In "Bridging The Gap" Rabbi Avi Fertig talks about false perceptions. He says that we have the roots of our middot (not to be confused with root middot). Also, we have roots of behaviour. What is the difference between them all?
I will take a stab at this and also have sent a note to Rabbi Fertig to ask him to weigh in on this question.
Firstly, I'm not sure what root middot are in terms of Rabbi Fertig's intention, but in Mussar there are certain middot that sit at the root of all other middot. For example, chesed (kindness) requires someone to be in a natural state of giving rather than taking. Rabbi Eliyahu Dessler writes in his Discourse on Lovingkindness that giving and taking sit at the root of the tree of middot. If you are in a state of spiritual giving then you go down one side of the middah tree and if you are in a state of spiritual taking then you go down the other side of the middah tree. The giving tree is preferred over the taking tree (which leads me to suggest that you look at The Giving Tree also by Shel Silverstein).

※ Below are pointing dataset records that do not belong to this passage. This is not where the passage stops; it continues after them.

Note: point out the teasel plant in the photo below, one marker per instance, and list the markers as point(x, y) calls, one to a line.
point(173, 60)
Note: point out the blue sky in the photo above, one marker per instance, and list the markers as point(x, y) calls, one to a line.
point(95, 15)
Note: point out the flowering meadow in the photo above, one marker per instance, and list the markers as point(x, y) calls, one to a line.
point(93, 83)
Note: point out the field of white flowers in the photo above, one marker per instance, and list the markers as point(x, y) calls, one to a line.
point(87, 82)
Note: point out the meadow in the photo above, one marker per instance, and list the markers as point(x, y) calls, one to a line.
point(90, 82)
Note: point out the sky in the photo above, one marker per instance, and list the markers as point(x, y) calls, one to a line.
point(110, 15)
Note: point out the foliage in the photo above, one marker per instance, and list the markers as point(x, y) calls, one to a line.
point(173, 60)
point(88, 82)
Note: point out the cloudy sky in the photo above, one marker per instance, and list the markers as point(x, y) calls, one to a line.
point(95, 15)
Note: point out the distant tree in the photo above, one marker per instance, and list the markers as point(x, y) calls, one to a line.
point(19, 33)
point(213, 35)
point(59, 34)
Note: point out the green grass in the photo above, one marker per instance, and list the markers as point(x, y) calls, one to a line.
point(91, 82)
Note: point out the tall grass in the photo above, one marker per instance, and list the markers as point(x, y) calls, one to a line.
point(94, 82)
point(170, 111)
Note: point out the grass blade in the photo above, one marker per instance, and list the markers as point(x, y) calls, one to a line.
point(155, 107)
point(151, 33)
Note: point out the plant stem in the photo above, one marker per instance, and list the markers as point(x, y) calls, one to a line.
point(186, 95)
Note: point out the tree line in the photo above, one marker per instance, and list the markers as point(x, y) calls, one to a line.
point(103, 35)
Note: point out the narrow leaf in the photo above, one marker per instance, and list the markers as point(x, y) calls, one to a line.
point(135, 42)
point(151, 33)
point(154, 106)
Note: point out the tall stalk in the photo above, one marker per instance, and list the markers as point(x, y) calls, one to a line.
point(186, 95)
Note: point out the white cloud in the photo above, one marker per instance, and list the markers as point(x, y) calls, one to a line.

Second, behaviour is an outcome of many things, including our tendency to certain middot (the bechira point written about by Rav Dessler), or rather certain levels of certain middot. Our behaviour is also moderated by our perceptions of events and people - whether those perceptions are true or false. For example, if my anger middah is raging high all the time because that's my natural tendency, then my external behaviour may be somewhat aggressive or negative in some way. Someone cuts me off in traffic and my perception is that they are rude and I get angry. I then find out that they were rushing home to care for their child who fell and badly hurt themselves and my perception of who that parent was changes and my behaviour changes. My original perception of the parent was that they were rude, now I understand that they were likely distraught. I can change my perception and change my behaviour without changing where on the continuum I sit with my middah of anger. I may still be inclined to anger, but now I can control better how that inner energy gets directed outwardly.
I don't know if that helps or helps cloud things more, so I'll turn it over to Rabbi Fertig now.